About Agent Harnesses

Brief overview of Agent Harnesses such as Claude Code, Codex, Opencode and Pi.

Agents

Overview

You may have heard the term agent harness throwed around here and there, but what exactly is a agent harness.

Lets understand what exactly a harness is in this blog.

  • What is harness is
  • how tools like Claude Code,Cursor actually work
  • why the harness affects output quality so much
  • and why the core of all this is much simpler than it looks

The model only generates text

At the heart of every coding agent there is a LLM. And regardless whatever this agents do, the model itself is still doing one basic thing:

Predicting Text

That's it. It's just guessing what's come after a given word over and over again.

It cannot "open files", "edit code", or "delete your production database :)"

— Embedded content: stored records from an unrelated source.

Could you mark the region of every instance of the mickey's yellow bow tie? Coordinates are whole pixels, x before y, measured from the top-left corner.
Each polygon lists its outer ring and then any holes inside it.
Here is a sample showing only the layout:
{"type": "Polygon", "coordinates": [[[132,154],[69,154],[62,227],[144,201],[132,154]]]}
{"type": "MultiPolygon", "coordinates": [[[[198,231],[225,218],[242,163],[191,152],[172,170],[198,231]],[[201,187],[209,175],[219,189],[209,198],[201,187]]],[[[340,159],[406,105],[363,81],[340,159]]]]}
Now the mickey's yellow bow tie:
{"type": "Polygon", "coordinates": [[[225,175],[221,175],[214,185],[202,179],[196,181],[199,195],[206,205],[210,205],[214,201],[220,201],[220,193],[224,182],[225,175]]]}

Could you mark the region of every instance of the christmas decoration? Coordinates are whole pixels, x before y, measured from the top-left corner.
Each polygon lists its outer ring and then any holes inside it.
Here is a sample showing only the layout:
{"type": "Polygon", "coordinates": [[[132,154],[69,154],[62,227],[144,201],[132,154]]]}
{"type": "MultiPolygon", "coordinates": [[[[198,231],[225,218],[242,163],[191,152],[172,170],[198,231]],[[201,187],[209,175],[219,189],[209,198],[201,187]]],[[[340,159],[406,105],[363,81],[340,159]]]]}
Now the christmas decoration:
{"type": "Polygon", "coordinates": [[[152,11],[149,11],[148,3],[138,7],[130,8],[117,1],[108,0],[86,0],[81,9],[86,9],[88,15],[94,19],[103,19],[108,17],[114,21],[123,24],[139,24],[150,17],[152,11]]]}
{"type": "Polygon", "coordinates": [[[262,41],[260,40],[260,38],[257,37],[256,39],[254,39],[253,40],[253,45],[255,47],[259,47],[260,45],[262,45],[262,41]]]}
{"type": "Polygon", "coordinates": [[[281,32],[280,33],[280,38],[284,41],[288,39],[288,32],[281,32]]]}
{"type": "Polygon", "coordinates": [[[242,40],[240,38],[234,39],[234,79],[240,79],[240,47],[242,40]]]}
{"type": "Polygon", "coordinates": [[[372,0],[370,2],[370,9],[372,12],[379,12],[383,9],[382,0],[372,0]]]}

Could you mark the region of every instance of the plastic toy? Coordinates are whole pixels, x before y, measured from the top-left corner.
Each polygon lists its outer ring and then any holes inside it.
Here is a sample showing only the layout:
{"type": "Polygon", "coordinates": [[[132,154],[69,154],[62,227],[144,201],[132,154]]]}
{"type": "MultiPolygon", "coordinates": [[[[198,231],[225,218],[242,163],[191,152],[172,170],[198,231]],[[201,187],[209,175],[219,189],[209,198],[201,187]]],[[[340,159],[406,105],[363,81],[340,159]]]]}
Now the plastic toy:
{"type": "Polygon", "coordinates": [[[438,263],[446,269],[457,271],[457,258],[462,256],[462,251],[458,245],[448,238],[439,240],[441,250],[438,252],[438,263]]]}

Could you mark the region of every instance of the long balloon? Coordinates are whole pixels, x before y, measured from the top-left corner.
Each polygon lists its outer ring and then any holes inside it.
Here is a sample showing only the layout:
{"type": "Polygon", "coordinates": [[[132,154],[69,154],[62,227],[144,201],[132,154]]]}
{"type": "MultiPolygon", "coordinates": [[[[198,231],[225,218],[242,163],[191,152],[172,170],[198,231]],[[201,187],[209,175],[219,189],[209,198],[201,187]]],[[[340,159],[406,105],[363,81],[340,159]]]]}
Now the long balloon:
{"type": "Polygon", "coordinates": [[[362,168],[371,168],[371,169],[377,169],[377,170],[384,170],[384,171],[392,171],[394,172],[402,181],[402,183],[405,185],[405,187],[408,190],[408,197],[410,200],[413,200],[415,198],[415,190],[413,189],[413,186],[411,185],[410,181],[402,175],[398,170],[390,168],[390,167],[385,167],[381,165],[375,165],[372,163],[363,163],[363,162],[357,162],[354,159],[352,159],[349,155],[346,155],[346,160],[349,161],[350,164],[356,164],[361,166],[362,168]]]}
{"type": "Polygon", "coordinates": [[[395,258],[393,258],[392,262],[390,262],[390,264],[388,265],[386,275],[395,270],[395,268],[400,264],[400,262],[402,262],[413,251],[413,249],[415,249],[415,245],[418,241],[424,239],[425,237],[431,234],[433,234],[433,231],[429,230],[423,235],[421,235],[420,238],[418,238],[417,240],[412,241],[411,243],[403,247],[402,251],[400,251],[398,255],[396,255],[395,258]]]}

So if this is the case, how does coding agents like Cursor and Claude Code can:

  • explore your project
  • search for files
  • edit code
  • run shell commands
  • and keep working step and step until a given task is completed.

The answer is tool calling, orchestrated by a harness


What is a harness?

A harness is the environment and tool layer around the model.

It is a software layer that:

  • tells the model what tools it has access to
  • receives tool calls from the model
  • decides whether those tool calls are safe to run
  • executes them
  • feeds the results back into the conversation
  • and keeps that whole loop going until the model is done

So when people are comparing different coding agents, they are not just comparing the models.

They're comparing:

  • Tools
  • tool descriptions
  • system prompt
  • the permission model
  • the context management

All of this can massively influence how good the final result is.


How tool calling works

Lets say you ask your agent:

What are the contents of this directory:

A plain chat model can’t actually inspect your filesystem.
But a harness can give it a tool like bash.

Instructions on how to use this tool are already present in the context, and the tool descriptions are send via API.

The model outputs special tokens that tells the harness, that it wants to call a tool with given parameters.

<tool: bash>
ls -la
</tool>

At that point, the model stops.

Then the harness takes over:

  1. It sees the tool call
  2. It runs ls -la
  3. It captures the output
  4. It appends that output to the chat history
  5. It sends the updated conversation back to the model
  6. The model continues from there

So every tool call creates a loop:

model → tool call → harness executes → result added to history → model continues

That’s the core architecture behind nearly every modern AI coding tool.